Banyak hal berawal dari kata-kata
Januari, 2014
Di Ruang Konferensi
Konferensi Pers perdana Raka and friends atas single lagu mereka berjudul “Sang Putri” berlangsung cukup antusias. Banyak wartawan memadati ruang konferensi. Produser mereka, yang juga musisi papan atas tanah air menyebutkan bahwa Raka adalah salah satu musisi yang sangat berbakat dan prospek masa depannya begitu bagus. Di usianya yang masih muda dia sudah bisa menciptakan banyak lagu yang begitu indah.

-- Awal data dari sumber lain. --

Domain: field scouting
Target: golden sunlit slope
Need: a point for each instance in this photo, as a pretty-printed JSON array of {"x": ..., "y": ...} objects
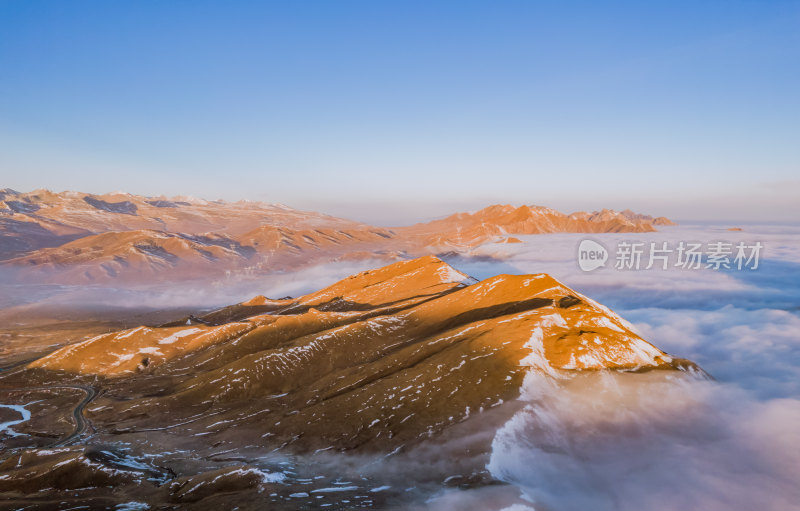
[
  {"x": 75, "y": 238},
  {"x": 380, "y": 360},
  {"x": 39, "y": 219},
  {"x": 470, "y": 229}
]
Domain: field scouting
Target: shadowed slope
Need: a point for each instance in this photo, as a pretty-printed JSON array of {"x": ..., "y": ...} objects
[{"x": 380, "y": 360}]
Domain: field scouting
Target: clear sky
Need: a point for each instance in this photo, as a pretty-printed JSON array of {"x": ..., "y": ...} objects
[{"x": 396, "y": 111}]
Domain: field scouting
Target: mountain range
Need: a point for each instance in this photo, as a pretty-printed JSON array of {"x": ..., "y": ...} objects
[
  {"x": 78, "y": 238},
  {"x": 385, "y": 362}
]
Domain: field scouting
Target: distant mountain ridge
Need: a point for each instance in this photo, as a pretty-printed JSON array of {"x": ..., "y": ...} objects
[{"x": 78, "y": 238}]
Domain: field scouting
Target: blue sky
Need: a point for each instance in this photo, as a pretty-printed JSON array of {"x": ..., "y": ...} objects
[{"x": 396, "y": 111}]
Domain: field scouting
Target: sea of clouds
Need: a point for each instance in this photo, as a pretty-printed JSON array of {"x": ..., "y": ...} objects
[{"x": 656, "y": 441}]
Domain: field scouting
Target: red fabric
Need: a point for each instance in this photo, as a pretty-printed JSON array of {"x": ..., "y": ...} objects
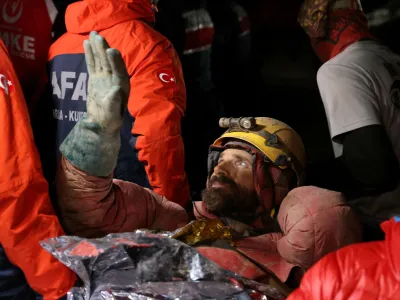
[
  {"x": 26, "y": 214},
  {"x": 156, "y": 102},
  {"x": 358, "y": 272},
  {"x": 28, "y": 41},
  {"x": 345, "y": 27}
]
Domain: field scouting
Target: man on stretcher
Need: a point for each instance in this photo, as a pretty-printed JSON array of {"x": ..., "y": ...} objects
[{"x": 253, "y": 216}]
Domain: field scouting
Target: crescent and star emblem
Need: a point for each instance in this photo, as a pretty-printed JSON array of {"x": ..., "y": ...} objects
[
  {"x": 164, "y": 77},
  {"x": 16, "y": 9}
]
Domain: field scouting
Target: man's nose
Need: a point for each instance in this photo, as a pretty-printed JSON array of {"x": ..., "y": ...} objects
[{"x": 222, "y": 169}]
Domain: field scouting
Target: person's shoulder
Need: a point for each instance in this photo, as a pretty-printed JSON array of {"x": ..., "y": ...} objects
[
  {"x": 68, "y": 43},
  {"x": 141, "y": 34}
]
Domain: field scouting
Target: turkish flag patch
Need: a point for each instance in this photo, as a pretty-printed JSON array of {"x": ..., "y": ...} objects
[
  {"x": 166, "y": 76},
  {"x": 6, "y": 84}
]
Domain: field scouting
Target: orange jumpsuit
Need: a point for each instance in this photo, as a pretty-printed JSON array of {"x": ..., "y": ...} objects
[{"x": 26, "y": 215}]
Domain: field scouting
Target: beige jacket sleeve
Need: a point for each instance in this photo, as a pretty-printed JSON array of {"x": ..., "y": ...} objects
[{"x": 95, "y": 206}]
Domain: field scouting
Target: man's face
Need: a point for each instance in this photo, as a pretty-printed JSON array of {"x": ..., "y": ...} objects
[{"x": 231, "y": 186}]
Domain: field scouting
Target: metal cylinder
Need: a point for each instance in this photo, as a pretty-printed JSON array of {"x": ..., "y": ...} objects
[{"x": 244, "y": 123}]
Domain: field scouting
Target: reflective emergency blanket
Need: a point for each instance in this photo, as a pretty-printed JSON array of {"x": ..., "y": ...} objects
[{"x": 145, "y": 265}]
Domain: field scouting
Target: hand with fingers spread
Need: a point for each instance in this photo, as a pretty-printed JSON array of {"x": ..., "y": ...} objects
[{"x": 108, "y": 86}]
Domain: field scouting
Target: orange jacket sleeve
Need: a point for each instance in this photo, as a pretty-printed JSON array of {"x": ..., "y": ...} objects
[
  {"x": 158, "y": 102},
  {"x": 26, "y": 214},
  {"x": 95, "y": 206}
]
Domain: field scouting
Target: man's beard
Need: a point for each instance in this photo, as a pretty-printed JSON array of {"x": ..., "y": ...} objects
[{"x": 230, "y": 199}]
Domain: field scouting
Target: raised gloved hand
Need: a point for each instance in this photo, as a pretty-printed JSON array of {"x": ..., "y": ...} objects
[
  {"x": 108, "y": 86},
  {"x": 93, "y": 144}
]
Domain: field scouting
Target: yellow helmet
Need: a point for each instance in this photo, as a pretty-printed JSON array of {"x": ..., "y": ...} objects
[{"x": 280, "y": 144}]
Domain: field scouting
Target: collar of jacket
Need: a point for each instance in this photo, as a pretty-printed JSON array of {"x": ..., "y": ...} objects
[{"x": 96, "y": 15}]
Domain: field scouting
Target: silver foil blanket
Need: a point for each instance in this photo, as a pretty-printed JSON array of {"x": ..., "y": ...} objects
[{"x": 146, "y": 265}]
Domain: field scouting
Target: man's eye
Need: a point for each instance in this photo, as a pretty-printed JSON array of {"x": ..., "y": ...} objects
[{"x": 241, "y": 163}]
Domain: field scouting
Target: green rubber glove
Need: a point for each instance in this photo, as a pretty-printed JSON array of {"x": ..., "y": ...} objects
[{"x": 93, "y": 144}]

Di sesi awal, Raka menjelaskan secara umum makna dari lagu tersebut, kemudian dibuka tanya jawab. Para wartawan yang sebagian besar dari media hiburan tersebut, berebut mengajukan pertanyaan.

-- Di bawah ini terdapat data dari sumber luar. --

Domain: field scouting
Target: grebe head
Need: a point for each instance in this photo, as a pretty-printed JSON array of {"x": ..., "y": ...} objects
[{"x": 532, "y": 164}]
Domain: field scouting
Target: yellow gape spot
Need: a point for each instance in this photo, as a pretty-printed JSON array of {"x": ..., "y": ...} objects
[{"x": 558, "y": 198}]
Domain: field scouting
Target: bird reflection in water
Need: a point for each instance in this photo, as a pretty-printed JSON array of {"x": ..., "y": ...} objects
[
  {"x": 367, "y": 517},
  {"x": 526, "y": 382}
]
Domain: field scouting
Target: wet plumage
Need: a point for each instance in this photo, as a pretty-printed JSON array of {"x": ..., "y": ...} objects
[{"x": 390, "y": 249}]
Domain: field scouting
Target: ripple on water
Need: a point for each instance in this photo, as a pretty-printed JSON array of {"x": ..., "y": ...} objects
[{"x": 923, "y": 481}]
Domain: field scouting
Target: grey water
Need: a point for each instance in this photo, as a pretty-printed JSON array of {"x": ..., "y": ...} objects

“Sejak kapan anda belajar menciptakan lagu?” tanya salah seorang wartawan.
“Hmm... sejak kelas XII SMA,” jawab Raka dengan singkat.
“Berapa lama anda membuat lagu ini?” tanya wartawan yang lain.
“Kurang lebih.. satu bulan.”
“Siapakah inspirasi dari lagu ini, maksudnya, barangkali ada sosok yang membuat anda membuat lagu romantis seperti ini?” tanya wartawan yang lainnya.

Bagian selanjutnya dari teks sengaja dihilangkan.